Comparison with Existing Internal Articles
Several internal reviews have addressed Oteseconazole’s antifungal selectivity and practical research applications:- Systematic review of antifungal agents against multidrug-resistant Candida auris highlights Oteseconazole’s robust in vitro potency and its unique selectivity profile, aligning with the reference study’s finding of reduced CYP-mediated DDI risk.
- The article "Oteseconazole (VT-1161): Selective CYP51 Inhibitor for Candida Control" expands on how Oteseconazole’s low interaction with CYP3A4 offers clinical advantages for the prevention of recurrent vulvovaginal candidiasis, directly supporting the DDI findings summarized by Yu et al.
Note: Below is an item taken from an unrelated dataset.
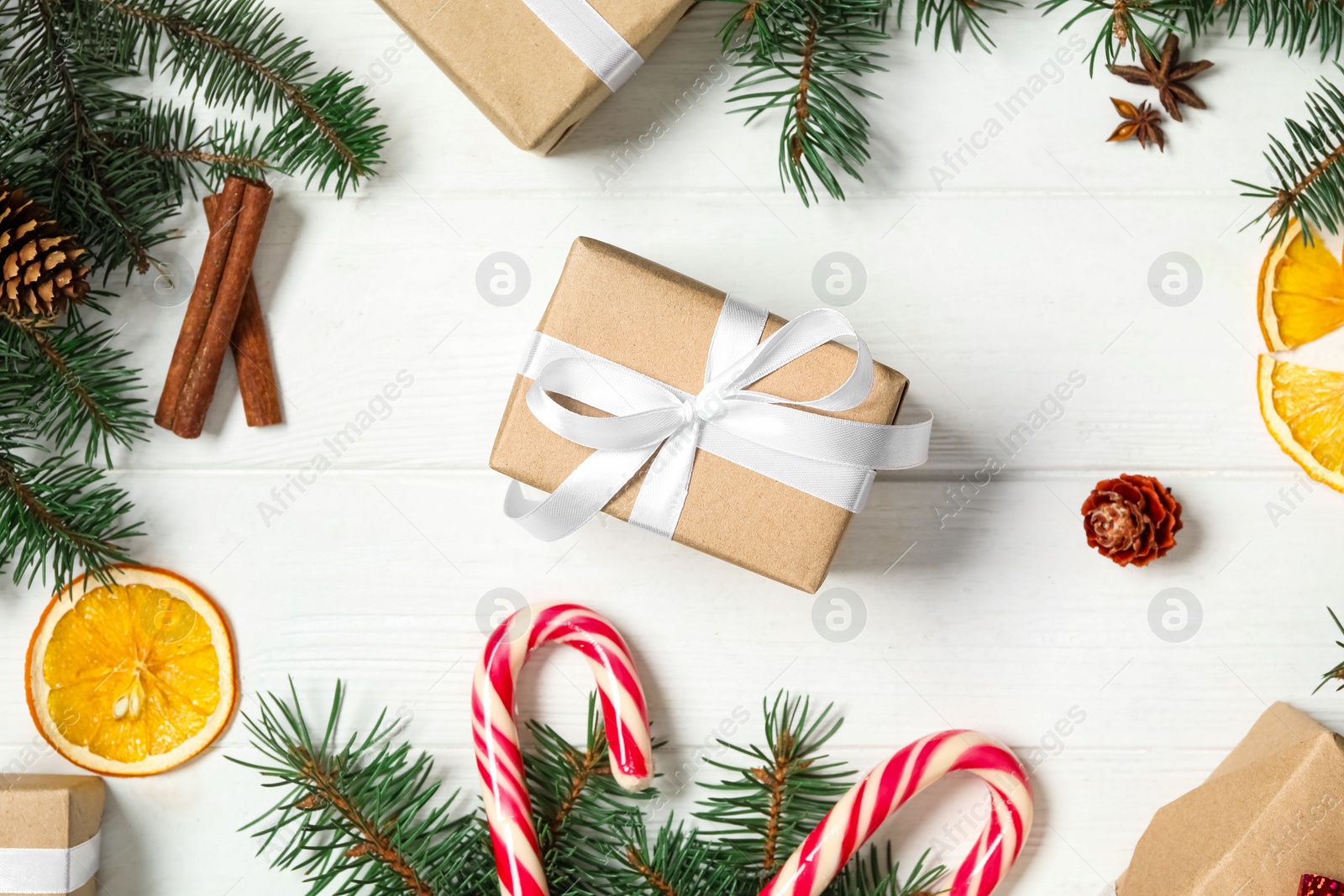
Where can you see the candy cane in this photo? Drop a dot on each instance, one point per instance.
(885, 789)
(499, 759)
- Guidance for optimizing fungal susceptibility assays with Oteseconazole (see practical protocol review) provides workflow recommendations for laboratory scientists, reinforcing the importance of selectivity and reproducibility described in the FDA review.
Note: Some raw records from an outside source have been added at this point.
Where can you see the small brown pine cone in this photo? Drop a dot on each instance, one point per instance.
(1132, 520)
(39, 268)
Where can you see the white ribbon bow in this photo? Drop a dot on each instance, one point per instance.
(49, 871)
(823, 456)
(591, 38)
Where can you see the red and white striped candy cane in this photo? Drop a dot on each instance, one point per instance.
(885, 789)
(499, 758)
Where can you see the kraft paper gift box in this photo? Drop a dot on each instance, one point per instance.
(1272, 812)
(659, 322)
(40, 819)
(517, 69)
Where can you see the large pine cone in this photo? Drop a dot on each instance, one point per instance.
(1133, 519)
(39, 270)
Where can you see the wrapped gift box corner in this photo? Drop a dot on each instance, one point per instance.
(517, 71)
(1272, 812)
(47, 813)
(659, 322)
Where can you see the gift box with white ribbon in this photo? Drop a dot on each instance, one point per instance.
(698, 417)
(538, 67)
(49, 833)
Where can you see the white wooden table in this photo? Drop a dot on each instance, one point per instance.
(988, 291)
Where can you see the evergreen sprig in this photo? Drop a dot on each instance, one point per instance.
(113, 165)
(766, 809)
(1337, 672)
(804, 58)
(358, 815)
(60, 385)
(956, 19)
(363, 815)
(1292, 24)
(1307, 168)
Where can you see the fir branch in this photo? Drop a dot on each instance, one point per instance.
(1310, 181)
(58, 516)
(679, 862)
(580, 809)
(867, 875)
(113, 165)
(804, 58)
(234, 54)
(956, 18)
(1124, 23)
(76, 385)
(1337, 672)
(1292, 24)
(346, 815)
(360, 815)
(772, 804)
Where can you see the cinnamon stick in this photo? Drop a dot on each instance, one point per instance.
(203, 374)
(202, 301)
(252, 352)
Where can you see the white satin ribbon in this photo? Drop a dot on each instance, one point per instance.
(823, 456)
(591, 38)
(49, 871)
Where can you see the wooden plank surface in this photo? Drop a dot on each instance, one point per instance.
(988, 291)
Limitations and Transferability
While the reference study offers a thorough mechanistic analysis, several limitations should be noted:- In vitro transporter inhibition (e.g., P-gp, BCRP) may not always translate into clinically significant DDIs; further post-marketing surveillance and real-world evidence are necessary to refine risk estimates (paper).
- The review focuses on small molecule drugs; biologics and agents with novel mechanisms are outside its scope.
- Extrapolation to special populations (e.g., pediatrics, hepatic/renal impairment) requires dedicated studies, as DDI liabilities can vary with comorbidity and polypharmacy patterns.